Egyptian agencies have already incurred huge losses after tens of thousands of pilgrims were prevented from performing the pilgrimage for failing to secure valid visas.
“The decision contravenes the rules and principles of trade relations worldwide,” said Nasser Al-Turki, chairman of the religious tourism chamber in Cairo.
“More than 75,000 Egyptians have been deprived of the pilgrimage in the last one year because several Saudi firms have accused Egyptian agencies of failing to guarantee a timely arrival and departure in spite of the fact that these agencies reportedly showed punctuality this year,” he said.
Mohammed Abdul Bar, the director of a pilgrimage establishment firm in Makkah, refuted these claims.
“There has been no premeditated decision among firms to decline the Umrah visa requests from Egyptian pilgrims,” he told Arab News. “In fact, many Egyptian visitors continue to flood into Makkah daily. It may just be a question of pending agreements between the agents in the Kingdom and Egypt.”

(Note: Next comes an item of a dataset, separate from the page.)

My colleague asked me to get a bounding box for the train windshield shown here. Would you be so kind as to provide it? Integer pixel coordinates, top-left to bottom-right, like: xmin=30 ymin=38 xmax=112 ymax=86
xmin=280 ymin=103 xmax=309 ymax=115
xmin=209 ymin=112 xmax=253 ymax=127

Others attribute this development to a visa quota cap per agency.
“Umrah firms cannot approve more than 500,000 visa requests during Ramadan,” Saad Al-Quraishi, president of the Haj and Umrah Committee at the Makkah Chamber of Industry and Commerce, told Arab News. “This means that some applications will undoubtedly be refused.”
Around 50,000 Egyptian pilgrims will have missed performing Umrah in Ramadan.
Around six million Umrah visas have been issued this year — 400,000 this month alone, according to the Haj Ministry.
Haj Minister Bandar Hajjar said that 5.6 million pilgrims have arrived in the Kingdom this year and that 5.3 million of them have already left.